Joyce taught—briefly—in the Clifton School in Dalkey, and only slightly fictionalized, the school is the scene of a conversation between another main character, Stephen Dedalus, and the school’s headmaster, in Ulysses.

Learning about longbows at the castle.
Learning about longbows at the castle.

On Bloomsday this year, that scene was given a vigorous dramatic reading at the Dalkey Castle and Heritage Centre, just one of the events it hosts, also as part of the Bloomsday Festival.

The center’s appeal goes well beyond Joyce. Don’t be misled by its name to expect some Disney fantasy structure: Dalkey Castle has its own authentic, stalwart character. Dating from the Middle Ages, it served as a fortified warehouse for goods that came by ship to what was then the port for Dublin.

We don’t know if the castle housed a cargo of deer destined for the royal park at Glencree that arrived in Dalkey in 1244, according to a 1902 history, but we do know that uninvited guests might have had hot coals or boiling water dropped on them from the “murder hole” in the second-story floor.

Friendlier Staff

Fortunately, today the staff at the center greet strangers in a friendlier fashion.
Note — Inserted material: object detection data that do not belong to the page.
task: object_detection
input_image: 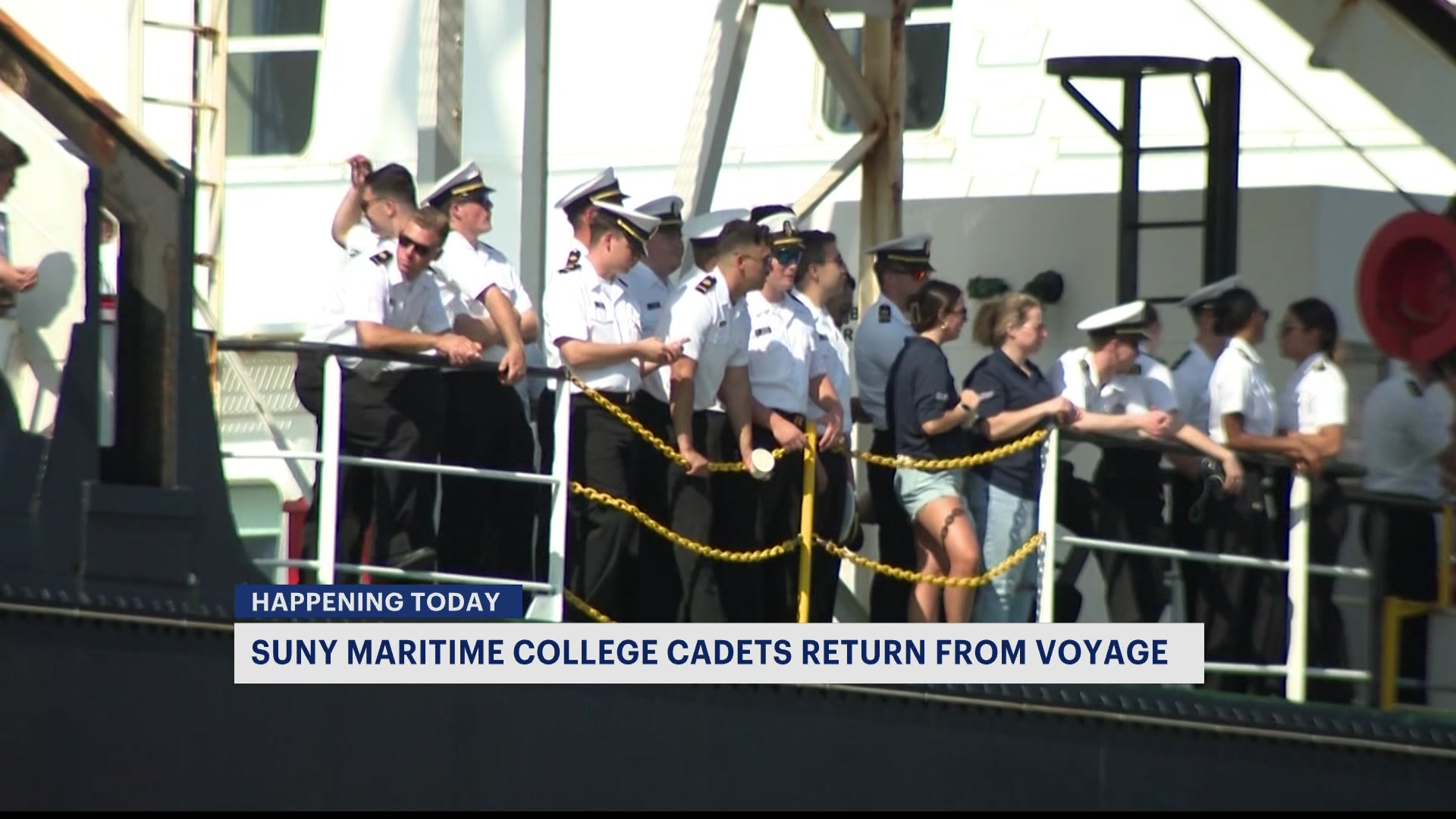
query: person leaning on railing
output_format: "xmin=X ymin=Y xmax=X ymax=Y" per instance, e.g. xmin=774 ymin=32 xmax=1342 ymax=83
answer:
xmin=0 ymin=134 xmax=36 ymax=312
xmin=1050 ymin=300 xmax=1244 ymax=623
xmin=1360 ymin=351 xmax=1456 ymax=705
xmin=294 ymin=209 xmax=481 ymax=583
xmin=1272 ymin=299 xmax=1356 ymax=702
xmin=885 ymin=281 xmax=981 ymax=623
xmin=1191 ymin=287 xmax=1320 ymax=694
xmin=961 ymin=293 xmax=1081 ymax=623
Docents in period dress deliver lively, brief commentaries on what the homely details of life 800 years ago, such as what people ate, how they cared for their clothes (you’ll be surprised!), and perhaps more than you ever wanted to know about archaic medical practices—but the information is nicely delivered.

St Begnets and Dalkey Castle
St Begnets and Dalkey Castle

History goes way back in Dalkey. Just off the main street is the romantic golden-stone shell of 8 th -century St. Begnet’s Church, also part of the center, with one door sunk so low (or the ground has risen so high) that you need to bend over double to enter.

A Roofless Ruin

Easier, the main entryway, that brings you inside the picturesque roofless ruin, where wildflowers bloom in cracks in the wall. If you’re on a tour, a roguish archer in a tunic and tights may drop by to fill you in about longbows.

Another Irish writer of note, George Bernard Shaw, said the happiest moment of his life was in 1866 when his mother told him they were moving from Dublin center to a little house in Dalkey. (Last year, Torca Cottage, now much-altered, went on the market for 2.3 million euros.)

“I lived on a hilltop with the most beautiful view in the world,” he remembered later. “I had only to open my eyes to see such pictures as no painter could make for me.” The Nobel Laureate also said of the place, “I have never seen more beautiful skies.”

Those skies, they’re just as beautiful as ever.